Le traitement du corps a été une autre cause de scandale. En effet, si la composition s’inspire largement de La Vénus d’Urbino
de Titien, le nu en est très éloigné : ici, aucune idéalisation, peu de
modelé et un traitement en aplats fermement cernés de noir qui va à
l’encontre des principes académiques. Les couleurs froides accentuent la
dureté des aplats, mais l’équilibre des roses, des blancs et des noirs
témoigne des talents de coloriste de Manet.
Enfin, l’assurance de
cette femme, son regard droit et franc ont été ressentis comme une
provocation supplémentaire de la part de l’artiste ; d’aucuns ont cru y
voir l’influence évidente des photographies de prostituées de l’époque.
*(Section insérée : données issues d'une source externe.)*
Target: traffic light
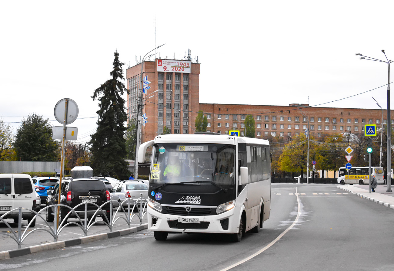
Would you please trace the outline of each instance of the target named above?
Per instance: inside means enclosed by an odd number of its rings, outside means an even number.
[[[367,152],[372,152],[372,138],[368,137],[367,138]]]

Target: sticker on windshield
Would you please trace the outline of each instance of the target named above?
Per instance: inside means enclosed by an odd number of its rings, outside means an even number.
[[[160,177],[160,164],[154,164],[151,172],[151,179],[157,180]]]
[[[192,204],[201,204],[201,198],[199,196],[184,196],[176,202],[175,203],[189,203]]]

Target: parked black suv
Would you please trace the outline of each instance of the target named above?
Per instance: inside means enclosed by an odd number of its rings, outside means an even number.
[[[48,194],[50,195],[46,199],[46,206],[57,204],[59,197],[59,181],[54,187],[53,191],[49,191]],[[82,202],[94,202],[98,206],[101,206],[104,202],[111,199],[110,192],[106,186],[104,182],[101,180],[94,179],[75,179],[67,178],[61,181],[61,191],[60,195],[60,204],[68,205],[71,208],[74,208],[78,204]],[[106,212],[106,216],[110,220],[109,204],[103,207],[103,210]],[[93,216],[97,207],[94,204],[87,204],[87,216],[90,219]],[[62,221],[71,210],[65,207],[60,206],[60,212],[59,214],[59,223]],[[79,217],[85,217],[85,206],[81,205],[75,209]],[[46,209],[45,216],[46,221],[53,222],[54,218],[54,207]],[[102,217],[104,221],[104,215],[102,212],[99,211],[97,215]],[[68,218],[76,218],[76,216],[72,212]],[[64,223],[67,222],[65,221]]]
Mais ce qui a le plus frappé les meilleurs critiques du moment, ce
n’était pas le sujet – provocant, certes –, mais l’éblouissant « morceau
de peinture », par exemple dans toutes les nuances de blanc, de crème
et de rose qui s’étagent de bas en haut, du drap à la robe de la
servante. « Vous avez admirablement réussi à faire une œuvre de peintre,
de grand peintre [...] à traduire énergiquement et dans un langage
particulier les vérités de la lumière et de l’ombre, les réalités des
objets et des créatures », écrivit Zola.
Interprétation
La provocation n’était pourtant pas le but de Manet. Sa démarche était dictée par la sincérité. « J’ai fait ce que j’ai vu », écrivit-il pour se défendre. Mais Olympia est une œuvre de rupture. C’est le dernier jalon d’une tradition qui remonte à la Renaissance italienne. Elle ouvre la voie à la modernité, aux images d’une réalité contemporaine non idéalisée (dont se réclameront les impressionnistes) et elle inaugure, de Degas à Lautrec en passant par Zola (Nana), le thème artistique et littéraire de la prostituée vue sous l’angle du réalisme et non plus de la poésie d’un Dumas fils.